INGREDIENTS
- 2 large red capsicums
- 4 slices sourdough or your favourite bread
- 4 slices cheddar, mozzarella, or tasty cheese (or a mix)
- 1–2 tbsp butter, softened
- Olive oil (for roasting)
- Salt & pepper, to taste
- Optional: fresh basil leaves, caramelised onion, or a drizzle of balsamic glaze for extra flavour
METHOD
- Preheat the Griddler on Sear at 230C with the flat plates fitted.
- Halve capsicums, remove seeds and membranes. Brush the skin side lightly with olive oil.
- Place capsicums skin-side down on the hot plate, close the Griddler without locking (so it hovers just above to trap heat).
- Cook 8–10 mins until the skins blister and blacken.

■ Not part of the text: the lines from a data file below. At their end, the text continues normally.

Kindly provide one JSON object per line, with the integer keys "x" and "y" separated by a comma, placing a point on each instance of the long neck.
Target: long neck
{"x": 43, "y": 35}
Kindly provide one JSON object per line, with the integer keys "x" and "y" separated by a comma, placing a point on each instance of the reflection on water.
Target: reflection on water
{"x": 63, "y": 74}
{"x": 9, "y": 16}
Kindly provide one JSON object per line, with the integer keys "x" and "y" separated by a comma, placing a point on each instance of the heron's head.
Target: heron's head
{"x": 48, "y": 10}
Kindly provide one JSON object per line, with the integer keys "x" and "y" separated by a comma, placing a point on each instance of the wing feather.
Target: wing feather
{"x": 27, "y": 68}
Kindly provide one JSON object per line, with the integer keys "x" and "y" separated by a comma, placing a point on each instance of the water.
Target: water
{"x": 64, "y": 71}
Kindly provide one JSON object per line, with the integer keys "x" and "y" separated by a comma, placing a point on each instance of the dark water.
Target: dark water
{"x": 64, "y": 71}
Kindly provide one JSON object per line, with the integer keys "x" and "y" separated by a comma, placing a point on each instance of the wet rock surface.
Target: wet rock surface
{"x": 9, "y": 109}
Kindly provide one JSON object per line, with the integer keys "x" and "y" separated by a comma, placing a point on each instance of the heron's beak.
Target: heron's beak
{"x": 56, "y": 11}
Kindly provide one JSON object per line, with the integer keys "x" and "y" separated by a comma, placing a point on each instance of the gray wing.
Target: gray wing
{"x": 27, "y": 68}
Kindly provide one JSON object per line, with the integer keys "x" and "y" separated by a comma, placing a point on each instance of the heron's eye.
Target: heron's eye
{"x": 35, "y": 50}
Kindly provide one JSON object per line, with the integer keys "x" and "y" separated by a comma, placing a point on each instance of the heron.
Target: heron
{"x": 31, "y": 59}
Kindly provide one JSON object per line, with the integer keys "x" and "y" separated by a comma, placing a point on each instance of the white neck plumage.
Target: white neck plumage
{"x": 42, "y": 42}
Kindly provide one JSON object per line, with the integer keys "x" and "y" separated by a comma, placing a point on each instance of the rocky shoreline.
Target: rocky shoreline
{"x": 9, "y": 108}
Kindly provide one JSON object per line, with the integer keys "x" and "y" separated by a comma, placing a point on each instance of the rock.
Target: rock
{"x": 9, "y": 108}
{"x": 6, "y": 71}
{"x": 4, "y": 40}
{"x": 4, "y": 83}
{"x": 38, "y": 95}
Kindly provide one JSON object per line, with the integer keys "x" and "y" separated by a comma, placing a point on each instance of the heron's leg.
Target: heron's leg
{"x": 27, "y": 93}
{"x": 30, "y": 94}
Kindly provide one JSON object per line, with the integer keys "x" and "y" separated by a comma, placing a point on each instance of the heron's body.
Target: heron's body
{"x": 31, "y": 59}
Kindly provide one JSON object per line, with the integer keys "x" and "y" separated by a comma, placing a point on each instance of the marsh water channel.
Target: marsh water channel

- Transfer to a bowl and cover with a plate for 5 mins (steam helps loosen skin). Peel off skins once cool enough to handle & slice into strips.

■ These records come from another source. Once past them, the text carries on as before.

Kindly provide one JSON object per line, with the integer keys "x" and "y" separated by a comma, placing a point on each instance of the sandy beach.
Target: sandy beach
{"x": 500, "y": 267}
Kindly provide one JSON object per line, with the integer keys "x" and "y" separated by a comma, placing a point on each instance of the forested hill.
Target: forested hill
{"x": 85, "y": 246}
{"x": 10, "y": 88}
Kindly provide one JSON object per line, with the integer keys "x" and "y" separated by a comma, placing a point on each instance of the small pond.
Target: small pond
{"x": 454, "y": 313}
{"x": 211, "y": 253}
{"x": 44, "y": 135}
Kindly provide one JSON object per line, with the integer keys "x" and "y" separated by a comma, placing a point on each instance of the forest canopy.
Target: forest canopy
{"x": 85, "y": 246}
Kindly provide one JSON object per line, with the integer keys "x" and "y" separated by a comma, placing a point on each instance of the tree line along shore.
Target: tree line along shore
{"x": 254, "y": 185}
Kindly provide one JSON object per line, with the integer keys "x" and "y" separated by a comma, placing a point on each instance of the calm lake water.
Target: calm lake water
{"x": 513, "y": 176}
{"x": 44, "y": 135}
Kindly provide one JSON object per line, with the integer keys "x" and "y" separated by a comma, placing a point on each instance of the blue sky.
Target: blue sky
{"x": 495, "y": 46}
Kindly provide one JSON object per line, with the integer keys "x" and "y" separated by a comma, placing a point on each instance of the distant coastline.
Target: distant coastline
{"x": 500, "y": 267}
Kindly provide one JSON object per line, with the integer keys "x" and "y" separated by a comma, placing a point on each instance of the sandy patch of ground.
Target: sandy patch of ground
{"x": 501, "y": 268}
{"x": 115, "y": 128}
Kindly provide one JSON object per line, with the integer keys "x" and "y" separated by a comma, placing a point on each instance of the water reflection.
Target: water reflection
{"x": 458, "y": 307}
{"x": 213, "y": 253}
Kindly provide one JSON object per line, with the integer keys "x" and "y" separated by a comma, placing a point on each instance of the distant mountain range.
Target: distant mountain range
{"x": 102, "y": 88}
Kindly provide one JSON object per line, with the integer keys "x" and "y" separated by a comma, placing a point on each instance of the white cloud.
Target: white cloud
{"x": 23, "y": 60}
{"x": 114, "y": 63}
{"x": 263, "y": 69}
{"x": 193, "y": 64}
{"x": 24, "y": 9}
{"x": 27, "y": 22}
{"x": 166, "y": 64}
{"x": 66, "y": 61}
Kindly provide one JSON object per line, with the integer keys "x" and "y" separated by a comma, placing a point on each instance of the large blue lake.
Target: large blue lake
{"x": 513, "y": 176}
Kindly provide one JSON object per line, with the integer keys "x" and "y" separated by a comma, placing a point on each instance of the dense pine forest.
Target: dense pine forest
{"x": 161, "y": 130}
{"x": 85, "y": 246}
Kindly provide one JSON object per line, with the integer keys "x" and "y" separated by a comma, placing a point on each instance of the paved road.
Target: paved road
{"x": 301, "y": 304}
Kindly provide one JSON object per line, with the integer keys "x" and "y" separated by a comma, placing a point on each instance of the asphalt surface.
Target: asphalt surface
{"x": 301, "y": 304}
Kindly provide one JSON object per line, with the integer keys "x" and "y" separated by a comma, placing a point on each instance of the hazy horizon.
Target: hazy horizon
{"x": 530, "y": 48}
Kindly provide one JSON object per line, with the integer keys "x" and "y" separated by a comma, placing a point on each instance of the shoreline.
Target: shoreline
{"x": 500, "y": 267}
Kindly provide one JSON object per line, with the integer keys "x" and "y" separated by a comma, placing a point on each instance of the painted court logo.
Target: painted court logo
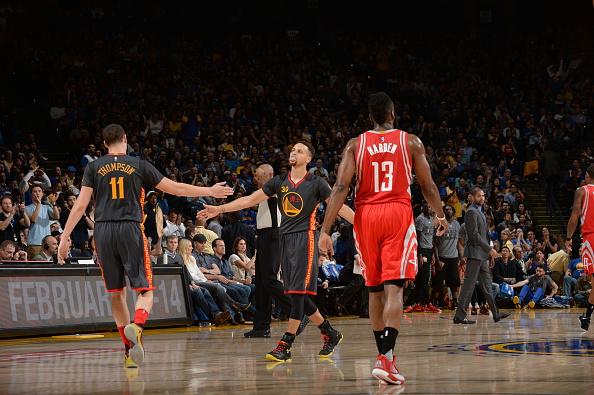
{"x": 575, "y": 347}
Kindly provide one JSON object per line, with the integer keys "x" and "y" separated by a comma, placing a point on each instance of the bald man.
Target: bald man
{"x": 268, "y": 259}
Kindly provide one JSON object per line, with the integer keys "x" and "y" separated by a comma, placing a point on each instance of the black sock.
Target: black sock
{"x": 288, "y": 338}
{"x": 325, "y": 327}
{"x": 378, "y": 339}
{"x": 589, "y": 310}
{"x": 388, "y": 339}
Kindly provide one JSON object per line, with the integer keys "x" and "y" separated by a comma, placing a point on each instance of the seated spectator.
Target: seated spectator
{"x": 201, "y": 288}
{"x": 217, "y": 269}
{"x": 549, "y": 244}
{"x": 532, "y": 263}
{"x": 174, "y": 225}
{"x": 534, "y": 288}
{"x": 209, "y": 234}
{"x": 520, "y": 241}
{"x": 13, "y": 218}
{"x": 507, "y": 270}
{"x": 49, "y": 245}
{"x": 8, "y": 252}
{"x": 558, "y": 264}
{"x": 170, "y": 255}
{"x": 244, "y": 268}
{"x": 571, "y": 277}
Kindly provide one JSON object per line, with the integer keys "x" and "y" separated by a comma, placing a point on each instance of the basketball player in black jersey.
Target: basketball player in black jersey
{"x": 298, "y": 195}
{"x": 116, "y": 180}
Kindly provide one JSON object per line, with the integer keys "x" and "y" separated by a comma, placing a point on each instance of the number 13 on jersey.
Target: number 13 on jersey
{"x": 383, "y": 172}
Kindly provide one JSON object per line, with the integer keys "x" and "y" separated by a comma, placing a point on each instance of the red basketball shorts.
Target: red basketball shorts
{"x": 587, "y": 253}
{"x": 386, "y": 240}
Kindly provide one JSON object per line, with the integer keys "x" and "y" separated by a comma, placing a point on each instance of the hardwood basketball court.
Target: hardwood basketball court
{"x": 536, "y": 352}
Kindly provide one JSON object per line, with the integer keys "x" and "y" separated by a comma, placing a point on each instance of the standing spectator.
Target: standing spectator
{"x": 8, "y": 252}
{"x": 174, "y": 225}
{"x": 319, "y": 167}
{"x": 80, "y": 233}
{"x": 89, "y": 156}
{"x": 48, "y": 251}
{"x": 153, "y": 218}
{"x": 236, "y": 229}
{"x": 40, "y": 215}
{"x": 447, "y": 251}
{"x": 425, "y": 231}
{"x": 13, "y": 218}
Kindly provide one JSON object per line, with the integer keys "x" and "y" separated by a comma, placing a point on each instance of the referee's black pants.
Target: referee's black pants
{"x": 267, "y": 284}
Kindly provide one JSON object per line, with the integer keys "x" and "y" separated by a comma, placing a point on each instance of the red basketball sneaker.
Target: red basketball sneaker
{"x": 386, "y": 370}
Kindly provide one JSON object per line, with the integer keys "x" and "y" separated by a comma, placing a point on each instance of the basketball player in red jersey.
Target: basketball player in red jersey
{"x": 385, "y": 236}
{"x": 583, "y": 205}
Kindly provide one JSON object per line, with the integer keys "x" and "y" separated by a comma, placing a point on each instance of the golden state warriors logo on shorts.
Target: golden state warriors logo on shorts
{"x": 292, "y": 204}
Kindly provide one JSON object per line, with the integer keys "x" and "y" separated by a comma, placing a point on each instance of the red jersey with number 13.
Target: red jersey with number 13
{"x": 384, "y": 168}
{"x": 587, "y": 216}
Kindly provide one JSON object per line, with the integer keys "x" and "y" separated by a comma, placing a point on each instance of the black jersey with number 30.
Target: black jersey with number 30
{"x": 298, "y": 201}
{"x": 117, "y": 182}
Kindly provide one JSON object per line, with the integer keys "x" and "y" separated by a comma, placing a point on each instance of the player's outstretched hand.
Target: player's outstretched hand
{"x": 325, "y": 245}
{"x": 63, "y": 250}
{"x": 220, "y": 190}
{"x": 208, "y": 212}
{"x": 442, "y": 226}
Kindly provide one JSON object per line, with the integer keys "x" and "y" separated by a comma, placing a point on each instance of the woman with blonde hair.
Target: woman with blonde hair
{"x": 243, "y": 267}
{"x": 198, "y": 282}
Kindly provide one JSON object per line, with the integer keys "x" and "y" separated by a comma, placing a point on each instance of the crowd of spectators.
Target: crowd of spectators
{"x": 204, "y": 111}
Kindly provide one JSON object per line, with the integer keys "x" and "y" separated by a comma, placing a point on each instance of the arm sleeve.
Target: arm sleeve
{"x": 272, "y": 186}
{"x": 89, "y": 176}
{"x": 323, "y": 189}
{"x": 472, "y": 231}
{"x": 150, "y": 175}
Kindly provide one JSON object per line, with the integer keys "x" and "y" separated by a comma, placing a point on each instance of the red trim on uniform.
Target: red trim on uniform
{"x": 145, "y": 289}
{"x": 146, "y": 255}
{"x": 300, "y": 181}
{"x": 301, "y": 292}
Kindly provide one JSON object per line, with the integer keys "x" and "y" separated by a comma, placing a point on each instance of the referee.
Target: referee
{"x": 116, "y": 180}
{"x": 268, "y": 262}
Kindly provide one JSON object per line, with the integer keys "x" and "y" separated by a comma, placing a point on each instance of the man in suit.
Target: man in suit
{"x": 477, "y": 251}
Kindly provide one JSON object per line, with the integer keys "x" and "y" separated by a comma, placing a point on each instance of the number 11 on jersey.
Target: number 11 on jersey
{"x": 117, "y": 187}
{"x": 383, "y": 172}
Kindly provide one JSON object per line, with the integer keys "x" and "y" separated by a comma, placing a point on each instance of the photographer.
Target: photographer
{"x": 13, "y": 218}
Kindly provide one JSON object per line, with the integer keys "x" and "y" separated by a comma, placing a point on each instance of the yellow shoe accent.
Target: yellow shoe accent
{"x": 134, "y": 333}
{"x": 129, "y": 363}
{"x": 271, "y": 357}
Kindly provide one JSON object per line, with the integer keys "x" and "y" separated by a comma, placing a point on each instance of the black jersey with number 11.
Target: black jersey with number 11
{"x": 117, "y": 182}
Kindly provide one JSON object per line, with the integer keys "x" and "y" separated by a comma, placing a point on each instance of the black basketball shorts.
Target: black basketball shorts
{"x": 299, "y": 262}
{"x": 122, "y": 249}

- Butter one side of each bread slice. On the unbuttered side, layer cheese, roasted capsicum strips, and any extras like basil or caramelised onion. Top with the second slice of bread, buttered side out.
- With the griddler still set to sear at 230C, place sandwiches inside and close the lid gently so it presses evenly. Grill 3–4 mins until the bread is golden and crisp and cheese is melted.